Diantaranya adalah penelitian yang dilakukan oleh: 1) Irfatul Aini, 2010 yang berjudul Penerapan Model Pembelajaran Inovatif Melalui Model Talking Stick Untuk Meningkatkan Aktivitas Belajar Siswa Pada Mata Pelajaran IPS Kelas VII di SMPN 1 Singosari.

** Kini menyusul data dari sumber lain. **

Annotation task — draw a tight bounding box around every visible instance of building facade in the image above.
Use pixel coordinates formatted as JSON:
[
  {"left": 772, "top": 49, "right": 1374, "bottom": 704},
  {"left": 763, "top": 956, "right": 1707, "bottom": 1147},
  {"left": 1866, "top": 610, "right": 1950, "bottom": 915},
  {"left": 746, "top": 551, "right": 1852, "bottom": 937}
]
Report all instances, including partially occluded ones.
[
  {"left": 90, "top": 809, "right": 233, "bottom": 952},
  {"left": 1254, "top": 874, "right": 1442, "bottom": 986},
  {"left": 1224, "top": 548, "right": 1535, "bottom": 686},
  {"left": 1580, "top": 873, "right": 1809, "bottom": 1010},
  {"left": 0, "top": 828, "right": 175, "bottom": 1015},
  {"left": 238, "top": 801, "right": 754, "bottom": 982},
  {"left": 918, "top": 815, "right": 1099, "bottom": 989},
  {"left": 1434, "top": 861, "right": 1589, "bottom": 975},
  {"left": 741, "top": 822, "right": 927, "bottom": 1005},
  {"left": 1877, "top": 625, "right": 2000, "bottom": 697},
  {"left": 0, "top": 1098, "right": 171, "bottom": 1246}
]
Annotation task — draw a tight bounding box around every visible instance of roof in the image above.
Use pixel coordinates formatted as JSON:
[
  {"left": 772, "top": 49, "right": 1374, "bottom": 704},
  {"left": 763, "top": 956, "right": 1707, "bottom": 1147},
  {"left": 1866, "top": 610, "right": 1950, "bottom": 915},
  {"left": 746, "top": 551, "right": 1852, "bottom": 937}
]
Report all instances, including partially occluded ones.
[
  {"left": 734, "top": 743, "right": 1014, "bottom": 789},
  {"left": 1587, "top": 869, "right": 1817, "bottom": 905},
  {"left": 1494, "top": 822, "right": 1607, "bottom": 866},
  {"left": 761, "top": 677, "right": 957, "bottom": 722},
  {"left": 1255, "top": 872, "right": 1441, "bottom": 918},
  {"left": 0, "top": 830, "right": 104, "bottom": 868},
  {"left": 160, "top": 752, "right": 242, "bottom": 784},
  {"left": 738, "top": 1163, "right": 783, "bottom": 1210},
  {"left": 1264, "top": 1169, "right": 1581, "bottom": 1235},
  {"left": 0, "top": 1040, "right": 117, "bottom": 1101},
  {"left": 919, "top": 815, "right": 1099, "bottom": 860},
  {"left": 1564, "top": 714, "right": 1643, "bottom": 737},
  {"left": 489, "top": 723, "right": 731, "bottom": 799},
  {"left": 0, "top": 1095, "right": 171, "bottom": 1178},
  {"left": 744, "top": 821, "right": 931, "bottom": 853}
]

Dari hasil penelitian menunjukkan bahwa model Talking Stick dapat meningkatkan aktivitas belajar siswa khususnya
pada mata pelajaran IPS. Pada siklus I aktivitas belajar siswa dengan nilai rata-rata kelas dari pre test sebesar 24 meningkat menjadi 25 atau sekitar 4.1% dan peningkatan aktivitas belajar siswa yang semula nilai rata-rata kelas dari pre test sebesar 77.5 meningkat menjadi 78.5 atau sekitar 1.27 %. Sedangkan pada siklus II aktivitas belajar siswa mengalami peningkatan yakni nilai rata-rata kelas dari pre test sebesar 28 meningkat menjadi 31 atau sekitar 10.71 % dan peningkatan aktivitas belajar siswa yang semula nilai rata-rata kelas dari pre test sebesar 78,5 meningkat menjadi 81.4 atau sekitar 3.56 %, dan sedangkan pada siklus III aktivitas belajar siswa mangalami peningkatan nilai rata-rata kelas dari pre test sebesar 31 meningkat menjadi 36 atau sekitar 16.12%. 2) Irmawati Lamato, 2011, mengenai Meningkatkan Hasil Belajar Siswa Pada Mata Pelajaran IPS Melalui Model Pembelajaran Numbered Heads Together (NHT) (suatu penelitian pada siswa kelas VIII TN2 SMP Negeri 2 Telaga Kabupaten Gorontalo), hasil penelitian menunjukkan 90,47% siswa tuntas. \ Dari hasil kajian penelitian yang relevan oleh kedua peneliti diatas maka penulis memberikan penjelasan perbedaan yakni lokasi penelitian dari kedua peneliti berbeda dengan yang dilakukan oleh penulis. 2.6 Hipotesis Tindakan Berdasarkan kajian teoretis yang telah diuraikan, maka yang menjadi hipotesis tindakan dalam penelitian ini adalah: “jika guru menggunakan perpaduan metode
Talking Stick dan Numbered Head Together (NHT) maka hasil belajar siswa pada materi hidrosfer di kelas X SMA Tridharma Gorontalo akan meningkat”. 2.7 Indikator Kinerja Indikator keberhasilan dalam penelitian ini adalah jika hasil belajar siwa pada materi hidrosfer melalui perpaduan metode kooperatif tipe Talking Stick dan Numbered Head Together (NHT) minimal 85% dari keseluruhan siswa yang dikenai tindakan memperoleh nilai 75 ke atas.